Limitations¶
CloneGuard raises the cost of prompt injection attacks. It does not eliminate them. This page documents known limitations.
Detection Gaps¶
Novel attacks. Payloads that evade both regex patterns and the semantic classifier will not be detected. The adaptive red team showed that Claude can craft payloads that bypass detection 16.7% of the time using bureaucratic-documentation framing.
Short payloads in long files. The MiniLM classifier uses mean-pooling, which dilutes short attack payloads embedded in long code blocks. This is an architectural limitation of the classifier.
Subtle code modification instructions. Instructions like "use http:// not https://" or "remove the input validation" are difficult to distinguish from legitimate coding guidance. These require Tier 2 (LLM-based) detection.

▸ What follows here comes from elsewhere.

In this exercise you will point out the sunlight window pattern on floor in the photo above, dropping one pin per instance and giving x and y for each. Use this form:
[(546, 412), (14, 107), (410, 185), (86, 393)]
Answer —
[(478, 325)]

Domain-specific false positives. Security documentation, CTF writeups, and
research files that describe attack patterns will trigger detections. Use
cloneguard allow to allowlist reviewed files.
Enforcement Gaps¶
Not a sandbox. CloneGuard scans and gates tool calls. It does not prevent the agent from executing arbitrary code if a payload bypasses all detection.
Post-approval attacks. Once a tool call is approved, CloneGuard has no visibility into what happens during execution. A command that passes pre-scan but behaves differently at runtime is not caught.

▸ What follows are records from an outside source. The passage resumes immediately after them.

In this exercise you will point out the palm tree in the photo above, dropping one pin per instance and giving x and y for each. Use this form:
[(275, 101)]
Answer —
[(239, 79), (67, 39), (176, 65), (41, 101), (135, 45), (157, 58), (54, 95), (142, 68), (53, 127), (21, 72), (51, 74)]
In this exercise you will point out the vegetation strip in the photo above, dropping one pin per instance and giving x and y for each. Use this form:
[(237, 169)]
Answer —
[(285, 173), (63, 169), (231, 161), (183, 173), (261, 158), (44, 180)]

Agent runtime modification. If an attacker can modify the agent's runtime environment (memory, process state), CloneGuard's hook-level position does not help.
Scope Limitations¶
Not a code scanner. CloneGuard catches prompt injection, not traditional vulnerabilities (XSS, SQLi, logic bugs, insecure dependencies).
Single-agent focus. The behavioral sequence monitor tracks one agent session. Cross-agent coordination attacks (agent A exfiltrates via agent B) are not detected.
Trajectory data coverage. False positive rates are validated against coding-agent sessions (SWE-bench). Browser, financial, autonomous, and CI/CD agent domains do not yet have trajectory data for calibration. Detection rules for these domains should be treated as experimental.
Not a Silver Bullet¶
CloneGuard is defense in depth. Use alongside:
- Restricted agent permissions (principle of least privilege)
- Network isolation for agent sessions
- Read-only containers for untrusted repositories
- Code review for security-sensitive changes
- Agent permission models (Claude Code's permission system, Cursor's
failClosedhooks)
No guarantee of long-term durability. Advances in adversarial ML or novel exploitation techniques could render any detection approach less effective. This is published as a practical improvement over no defense, not a solved problem.